At a conference staged to highlight Turkey’s strategic importance to the EU as an energy hub, Ankara faced strong pressure, including from its own industrialists, to sign up to a treaty setting a legal framework for energy investments.
EU Enlargement Commissioner Olli Rehn said Turkey stood to gain more foreign investment and better capacity to meet its fast-growing domestic power needs if it became a full member of the treaty, to which it became an observer last year.
“Turkey can help the EU secure its energy supply, while integration into the EU’s internal energy market will enable Turkey to build a functioning and reliable domestic energy market and the infrastructure needed for its rapid economic growth,” Rehn said in a speech.
Leaders on both sides stressed Turkey’s potential as an alternative supply route to Russia for Central Asian oil and gas, reducing Europe’s dependence on Moscow.
The head of the Turkish industry federation Tusiad, Arzuhan Dogan Yalcindag, criticized the government for dragging its feet on liberalization and privatization of the energy sector and urged it to sign up to the Energy Community Treaty.
But Turkish Energy Minister Hilmi Guler responded at a news conference, “We are rather hesitant to sign on the treaty.” Turkey needed a transition period to make major investments in its domestic energy infrastructure before it could join the Energy Community as an equal partner, he said.

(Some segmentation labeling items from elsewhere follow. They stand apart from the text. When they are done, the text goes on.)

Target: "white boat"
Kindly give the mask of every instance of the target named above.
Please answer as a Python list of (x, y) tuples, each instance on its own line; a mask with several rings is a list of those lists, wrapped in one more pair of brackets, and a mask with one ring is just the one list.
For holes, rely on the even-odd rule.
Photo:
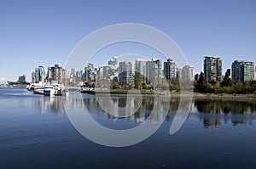
[(34, 94), (44, 94), (44, 88), (36, 88), (34, 89)]
[(53, 84), (44, 87), (44, 96), (62, 95), (63, 87), (61, 84)]

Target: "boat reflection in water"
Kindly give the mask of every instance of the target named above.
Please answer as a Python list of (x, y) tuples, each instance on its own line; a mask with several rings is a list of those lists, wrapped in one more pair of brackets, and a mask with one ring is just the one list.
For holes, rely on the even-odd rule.
[[(109, 100), (113, 104), (112, 106), (118, 109), (112, 109), (111, 112), (103, 107), (109, 107)], [(129, 121), (132, 123), (140, 123), (144, 121), (150, 121), (153, 123), (159, 122), (164, 118), (166, 121), (172, 121), (177, 110), (189, 108), (188, 120), (197, 119), (204, 127), (218, 127), (222, 124), (231, 122), (234, 126), (250, 125), (255, 120), (256, 104), (247, 102), (221, 101), (221, 100), (200, 100), (192, 102), (183, 101), (178, 99), (172, 99), (166, 101), (162, 98), (143, 98), (139, 100), (136, 97), (97, 97), (84, 94), (83, 99), (72, 99), (69, 101), (76, 104), (77, 109), (85, 107), (89, 113), (97, 121), (97, 119), (109, 119), (113, 122)], [(100, 103), (100, 104), (99, 104)], [(82, 107), (79, 107), (82, 105)], [(125, 107), (136, 108), (137, 111), (120, 112), (119, 108)], [(152, 110), (157, 111), (154, 115), (150, 115)], [(124, 109), (122, 109), (123, 110)], [(164, 115), (167, 112), (167, 115)], [(99, 116), (101, 118), (99, 118)]]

Roberto Poti, vice president of Italian electricity giant Edison, told the conference fast-growing Turkey faced a rising electricity shortfall unless it could attract more foreign investment by creating the right legal environment.
EU diplomats said the issue was about power and control. Some Turkish leaders appeared to fear the EU would have no interest in admitting Turkey once it gained unfettered investment access to its energy sector through the treaty.
Some felt Turkey should extract more concessions on its EU accession process as a price for joining the community, fearing it would face unequal pressure from Brussels if it signed the treaty without a firm prospect of EU membership.